Performance regression 2.7.2 to 2.8

fathead

@stephenw10
MSS is set to 1472 on the only wan interface, the only other interface is the lan.
interfaces.php?if=wan How does this not affect ipv4?
ifconfig shows wan_stf with mtu1472
How to check MSS or are the pf scrub rules in a file or only in running memory?
Also does a doc exist on docs.netgate.com about ipv6 packet too big being a default pass rule, is creating a pass rule for this redundant?

fathead

This post is deleted!

stephenw10

Ah, OK the 6RD tunnel is not exposed dircetly... Hmm. I don't use 6RD.

So, yes, applying that on the WAN will affect IPv4 traffic. And more importantly may not apply it to traffic inside the 6RD tunnel. Setting it on LAN would though.

The actual value required may vary but in the one other case I've seen it was 1472.

We are digging into this....

stephenw10

@fathead said in Performance regression 2.7.2 to 2.8:

How to check MSS or are the pf scrub rules in a file or only in running memory?

Look at the ruleset file: /tmp/rules.debug

fathead

@stephenw10 Thank you!
Looks like it affects both.
before:
scrub on $WAN inet all max-mss 1452 fragment reassemble
scrub on $WAN_STF inet6 all max-mss 1432 fragment reassemble
after setting MSS:
scrub on $WAN inet all max-mss 1432 fragment reassemble
scrub on $WAN_STF inet6 all max-mss 1412 fragment reassemble
What file creates the scrubs that are applied?

stephenw10

Oh, OK. That looks correct then. Except it's not including the 6RD overhead. What we want to see there is:

scrub on $WAN inet all max-mss 1452 fragment reassemble
scrub on $WAN_STF inet6 all max-mss 1412 fragment reassemble

Yeah OK let me dig into this.
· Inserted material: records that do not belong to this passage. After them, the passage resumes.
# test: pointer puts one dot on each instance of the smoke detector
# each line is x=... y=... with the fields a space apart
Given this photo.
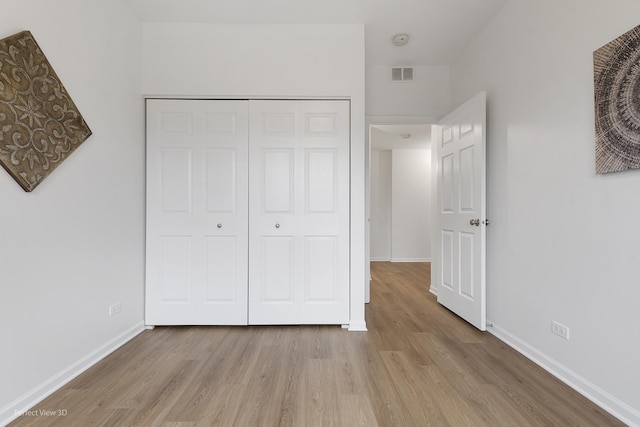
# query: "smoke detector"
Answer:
x=400 y=39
It's likely a simple patch....

stephenw10

Can you test a patch?

mr1226.diff

That should allow if_pppoe to work as expected. mpd5/netgraph is a different matter!

fathead

@stephenw10 Thanks for the reply!
That worked instantly.

scrub on $WAN inet all   max-mss 1452 fragment reassemble
scrub on $WAN_STF inet6 all   max-mss 1412 fragment reassemble

stephenw10

Nice

And traffic passing as expected?

I imagine one of our devs might have a better patch than that but it proves the issue.

fathead

@stephenw10
99% of FIN_WAIT_2 are gone.
WAN side seems OK.
LAN side inconsistently get NO_TRAFFIC:NO_TRAFFIC with 64:ff9b::7f00:1

stephenw10

Hmm, that could be nothing if you're not seeing connection issues at the clients.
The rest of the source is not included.